Nicht folgen kann der Senat den Ausführungen des Dr.P ... Dieser berücksichtigt vollkommen unzureichend, dass
sich bandscheibenbedingte Erkrankungen für die HWS, BWS und LWS finden und hierbei die knöchernen Reaktionen
vergleichbar sind. Insbesondere die Verschleißveränderungen im BWS- und HWS-Bereich sprechen gegen eine
berufsbedingte LWS-Erkrankung. Die gravierenden degenerativen Veränderungen im HWS-Bereich mit einer massiven
Osteochondrose HWK 5/6 und 6/7 sind ein gewichtiges Argument gegen den Kausalzusammenhang der
bandscheibenbedingten Erkrankung der LWS mit der berufsbedingten Belastung, wie auch der Orthopäde Dr.A. in
seiner Stellungnahme vom 02.01.2007 ausführt. In Übereinstimmung mit den Konsensusempfehlungen sprechen
gegen einen Zusammenhang die gleichmäßige Ausbreitung von Schmerzen über weite Bereiche des Rückens
mehrerer Segmente, vom bildgebend dargestellten Bandscheibenschaden entfernt, sowie die Schilderung von
Schmerzen, die sich zugleich über die Gelenke ausbreiten. Die polysegmentale Verteilung der
Bandscheibenerkrankungen in allen drei Wirbelsäulenabschnitten spricht gegen einen Kausalzusammenhang.

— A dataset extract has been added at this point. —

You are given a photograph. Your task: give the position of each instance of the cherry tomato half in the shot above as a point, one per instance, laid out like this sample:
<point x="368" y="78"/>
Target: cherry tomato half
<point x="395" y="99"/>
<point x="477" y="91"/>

Der Kläger hat keinen Anspruch auf Anerkennung einer BK nach Nr 2108 der Anlage zur BKV. Das Urteil des SG
Nürnberg vom 16.11.2004 ist nicht zu beanstanden. Die Berufung war daher zurückzuweisen.
Die Kostenentscheidung beruht auf § 193 SGG.
Gründe für die Zulassung der Revision nach § 160 Abs 2 Nrn 1 und 2 SGG liegen nicht vor.